TASC List: Turning the ship

Maneuvering from a fixed position or changing speed or direction is more than a tricky accomplishment under any set of conditions. In football misdirection plays, running backs wheel and cut in the face of onrushing tacklers, wet turf, missed blocks and blown assignments. Drivers in the midst of gridlock battle road raging competitors, noise and confusion, and self-generated anxiety and tension.

But the persistent metaphor for the situation is the frequently asked question: “How long does it take to turn a carrier around, and over what distance?” The 1,100-foot long vessel proceeding at, say, 20 to 30 knots, will face the physical laws of momentum, the efficiency of its propulsion and rudder systems, the effects of wind and surface water forces, and extent to which the stopping and turning are deemed critical on the bridge.

Setting aside the classified nature of the answer for our latest aircraft carriers, a consensus approximation would be about four nautical miles to stop, and perhaps four to five minutes to accomplish a complete u-turn.

That raises the very important question here in Wilton: “How long should it take to turn around a town from the course it has been following for some time?
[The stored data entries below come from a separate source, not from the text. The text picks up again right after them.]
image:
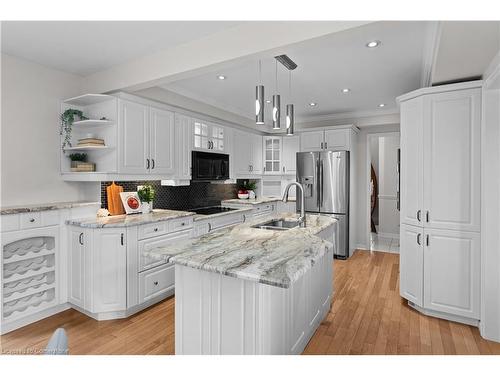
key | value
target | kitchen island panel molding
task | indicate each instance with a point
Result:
(217, 314)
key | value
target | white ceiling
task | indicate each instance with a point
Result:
(466, 48)
(85, 47)
(325, 66)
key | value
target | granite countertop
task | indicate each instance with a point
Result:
(272, 257)
(120, 221)
(251, 201)
(198, 217)
(45, 207)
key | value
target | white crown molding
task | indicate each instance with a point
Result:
(431, 48)
(348, 115)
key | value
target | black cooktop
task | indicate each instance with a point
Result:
(211, 210)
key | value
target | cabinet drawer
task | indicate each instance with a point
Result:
(180, 224)
(145, 246)
(153, 230)
(10, 222)
(30, 220)
(156, 281)
(51, 217)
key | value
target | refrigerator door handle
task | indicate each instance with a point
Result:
(321, 183)
(318, 201)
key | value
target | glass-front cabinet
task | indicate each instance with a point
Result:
(272, 155)
(208, 136)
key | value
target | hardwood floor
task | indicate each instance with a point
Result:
(368, 317)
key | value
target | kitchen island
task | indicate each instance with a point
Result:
(247, 290)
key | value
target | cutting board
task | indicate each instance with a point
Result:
(115, 206)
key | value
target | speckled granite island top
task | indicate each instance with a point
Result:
(45, 207)
(119, 221)
(272, 257)
(251, 201)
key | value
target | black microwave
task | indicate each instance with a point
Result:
(207, 166)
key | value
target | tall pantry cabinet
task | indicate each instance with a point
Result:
(440, 200)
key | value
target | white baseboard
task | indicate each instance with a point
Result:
(16, 324)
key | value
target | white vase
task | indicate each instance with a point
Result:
(146, 207)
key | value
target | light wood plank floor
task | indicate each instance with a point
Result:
(368, 317)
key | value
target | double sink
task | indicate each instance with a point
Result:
(278, 224)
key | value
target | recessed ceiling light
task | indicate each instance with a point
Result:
(373, 44)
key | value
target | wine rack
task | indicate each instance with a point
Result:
(29, 276)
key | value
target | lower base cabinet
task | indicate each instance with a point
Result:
(97, 264)
(440, 270)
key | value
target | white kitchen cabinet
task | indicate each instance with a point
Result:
(162, 141)
(440, 200)
(272, 154)
(412, 263)
(247, 153)
(146, 139)
(330, 139)
(452, 160)
(208, 136)
(412, 162)
(97, 275)
(452, 272)
(108, 270)
(183, 146)
(134, 137)
(290, 146)
(78, 240)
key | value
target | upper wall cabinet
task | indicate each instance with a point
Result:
(272, 154)
(146, 139)
(290, 146)
(208, 137)
(440, 156)
(333, 140)
(247, 154)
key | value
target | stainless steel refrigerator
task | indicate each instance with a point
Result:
(324, 176)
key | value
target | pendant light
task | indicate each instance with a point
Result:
(290, 117)
(259, 99)
(276, 104)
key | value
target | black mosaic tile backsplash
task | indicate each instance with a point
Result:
(198, 194)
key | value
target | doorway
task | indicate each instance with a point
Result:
(383, 188)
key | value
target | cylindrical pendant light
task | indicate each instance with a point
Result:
(290, 116)
(290, 119)
(276, 104)
(259, 100)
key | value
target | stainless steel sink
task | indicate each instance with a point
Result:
(278, 224)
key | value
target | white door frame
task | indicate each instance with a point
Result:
(369, 137)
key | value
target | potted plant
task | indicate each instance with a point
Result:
(251, 187)
(146, 194)
(67, 118)
(76, 159)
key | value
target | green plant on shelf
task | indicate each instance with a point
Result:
(146, 193)
(67, 118)
(78, 157)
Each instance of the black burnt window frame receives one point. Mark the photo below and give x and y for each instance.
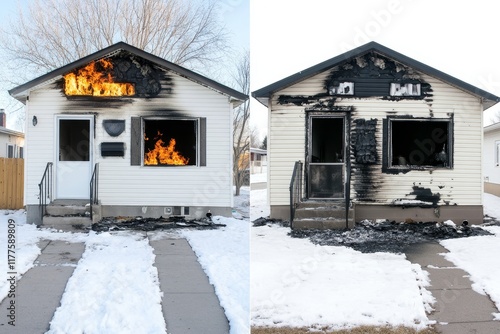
(421, 143)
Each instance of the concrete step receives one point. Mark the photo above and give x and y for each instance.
(67, 210)
(322, 223)
(67, 223)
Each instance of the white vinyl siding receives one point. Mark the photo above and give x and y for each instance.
(460, 185)
(492, 156)
(123, 184)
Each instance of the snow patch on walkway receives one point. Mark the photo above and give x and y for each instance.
(114, 289)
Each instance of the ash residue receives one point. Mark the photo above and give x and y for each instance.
(151, 224)
(370, 237)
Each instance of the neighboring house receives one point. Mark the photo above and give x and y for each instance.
(160, 135)
(491, 154)
(11, 142)
(380, 136)
(258, 160)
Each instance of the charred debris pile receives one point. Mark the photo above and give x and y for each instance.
(384, 236)
(152, 224)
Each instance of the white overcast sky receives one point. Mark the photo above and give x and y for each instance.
(460, 38)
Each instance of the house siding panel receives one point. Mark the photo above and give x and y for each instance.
(123, 184)
(460, 185)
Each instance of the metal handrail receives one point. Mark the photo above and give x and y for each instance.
(295, 189)
(45, 190)
(94, 190)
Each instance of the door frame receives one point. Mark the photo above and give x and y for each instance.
(57, 118)
(346, 154)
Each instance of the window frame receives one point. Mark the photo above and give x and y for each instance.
(389, 144)
(197, 140)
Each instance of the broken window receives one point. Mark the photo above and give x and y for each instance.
(170, 142)
(341, 88)
(405, 89)
(420, 143)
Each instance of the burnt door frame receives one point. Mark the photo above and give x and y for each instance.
(313, 166)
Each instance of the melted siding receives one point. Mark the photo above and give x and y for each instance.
(123, 184)
(461, 185)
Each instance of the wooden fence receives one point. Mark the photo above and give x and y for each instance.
(11, 183)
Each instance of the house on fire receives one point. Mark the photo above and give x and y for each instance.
(373, 134)
(131, 132)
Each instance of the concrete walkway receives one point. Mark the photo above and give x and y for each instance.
(458, 308)
(39, 291)
(190, 304)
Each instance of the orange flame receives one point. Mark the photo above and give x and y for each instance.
(90, 81)
(164, 155)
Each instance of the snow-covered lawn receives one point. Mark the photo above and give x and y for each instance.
(115, 285)
(298, 284)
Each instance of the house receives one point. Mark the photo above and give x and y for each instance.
(11, 142)
(144, 136)
(491, 159)
(258, 160)
(374, 134)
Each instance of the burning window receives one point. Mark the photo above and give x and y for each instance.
(420, 143)
(96, 79)
(170, 142)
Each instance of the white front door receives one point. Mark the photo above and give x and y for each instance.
(73, 157)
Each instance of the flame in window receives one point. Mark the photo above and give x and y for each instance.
(164, 154)
(95, 79)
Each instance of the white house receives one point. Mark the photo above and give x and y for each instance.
(378, 135)
(11, 142)
(491, 159)
(154, 138)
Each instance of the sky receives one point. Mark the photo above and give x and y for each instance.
(455, 37)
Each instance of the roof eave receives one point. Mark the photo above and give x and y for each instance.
(22, 91)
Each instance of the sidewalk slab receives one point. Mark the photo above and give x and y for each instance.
(190, 304)
(40, 289)
(458, 308)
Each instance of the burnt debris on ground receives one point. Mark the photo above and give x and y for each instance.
(151, 224)
(383, 236)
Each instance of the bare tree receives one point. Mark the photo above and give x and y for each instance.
(52, 33)
(241, 134)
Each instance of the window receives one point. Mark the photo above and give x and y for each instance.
(405, 89)
(497, 153)
(341, 88)
(420, 143)
(170, 142)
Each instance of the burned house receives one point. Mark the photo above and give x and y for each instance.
(130, 132)
(491, 168)
(373, 134)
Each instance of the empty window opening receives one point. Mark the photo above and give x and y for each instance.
(74, 140)
(170, 142)
(408, 89)
(420, 143)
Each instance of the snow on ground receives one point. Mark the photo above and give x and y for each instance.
(94, 300)
(224, 255)
(479, 255)
(26, 238)
(296, 283)
(113, 288)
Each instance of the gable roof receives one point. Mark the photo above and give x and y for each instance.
(22, 91)
(263, 94)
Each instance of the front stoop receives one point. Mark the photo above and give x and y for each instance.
(73, 217)
(322, 215)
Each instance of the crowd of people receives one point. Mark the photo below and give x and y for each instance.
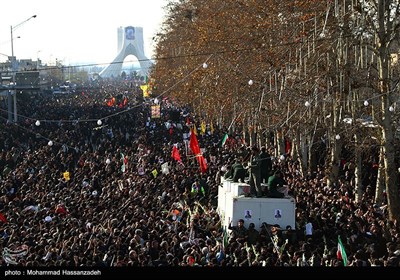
(76, 191)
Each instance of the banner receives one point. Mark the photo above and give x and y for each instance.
(155, 111)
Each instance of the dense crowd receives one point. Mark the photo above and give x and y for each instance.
(76, 191)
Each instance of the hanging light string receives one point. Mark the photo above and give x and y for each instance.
(99, 120)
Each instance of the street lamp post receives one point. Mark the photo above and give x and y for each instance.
(14, 70)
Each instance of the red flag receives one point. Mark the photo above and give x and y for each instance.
(175, 154)
(194, 144)
(3, 218)
(203, 164)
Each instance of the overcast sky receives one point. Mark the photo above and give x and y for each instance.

We know the answer lies somewhere in between: don’t bother trying because it can’t be done, and the time it takes to replace an existing administration’s major players with new resources willing to try.

And that’s the really good news at the moment. The navigation mechanisms have been activated here and the bridge has placed the need for directional change in the critical category. Let’s look at our situation a bit closer.

The important forces at work today in Wilton are led by a whole new set of human resources. We have a first selectman who is interested in quantitative methods and analytical processes that are data rich and fact based. At the same time she has penetrated the assumptions that underlie whatever models or representations are available for use, and invites the opinions of the citizens who will be affected by the outcomes and directions ultimately reached. Her chief financial officer intends to upgrade the controls and auditability aspects of systems and procedures involved in order to improve the accuracy and integrity of the town’s books, methods, measurements, representations, and evaluations.

We have a chairman of the Board of Finance who is surrounded with colleagues who focus on objective measures of performance, results orientation, clear rationale for decision making, and display a vigorous willingness to ask: “how can we do better?” Together they support searching and incisive audits to assess how well we understood the past, and how effectively we can predict the future. They have inspected the key variables behind our financial operations status, and have exposed them to sensitivity perturbations in order to gauge the confidence levels we might expect when we extend our methods out in time. And they expect other operational and educational functions to provide longer range outlooks as well. Impact assessment has moved front and center for financial reviews and budget discussions.

The district superintendent has a performance plan with goals for capping and reducing budgetary levels and focusing on cost efficiencies and minimization. This is a serious step forward from past objectives which were, and are today in most educational jurisdictions, almost entirely based on classroom objectives and initiatives. There is a growing realization in such offices that quality of education (products and outcomes) is not strictly tied to the amount of money expended on the effort. He will also assure by internal audit that fundamental controls over financial reporting and asset accounting meet requirements and expectations.

Recognizing the changes in players, interests, objectives, and focus, it is no surprise that the new budget objectives are intended to reverse the upward tax burden trends of so many years past. The consequences of these forces will slow the forward momentum of our ship. We will course-correct.

And how will that reenergize Wilton? We will reduce the outflow of citizens seeking economic stability. We will attract families looking for homes that retain value. Business owners will view the community as responsible, conservative, practical, and affordable. Current taxpayers will believe that along with the unusually high quality of life and surpassing natural beauty of its surroundings, they can live in a well-managed, financially prudent, and citizen-responsive community.

They will be able to experience first-hand the fondest hopes and expectations of voyagers everywhere — “fair winds and following seas.”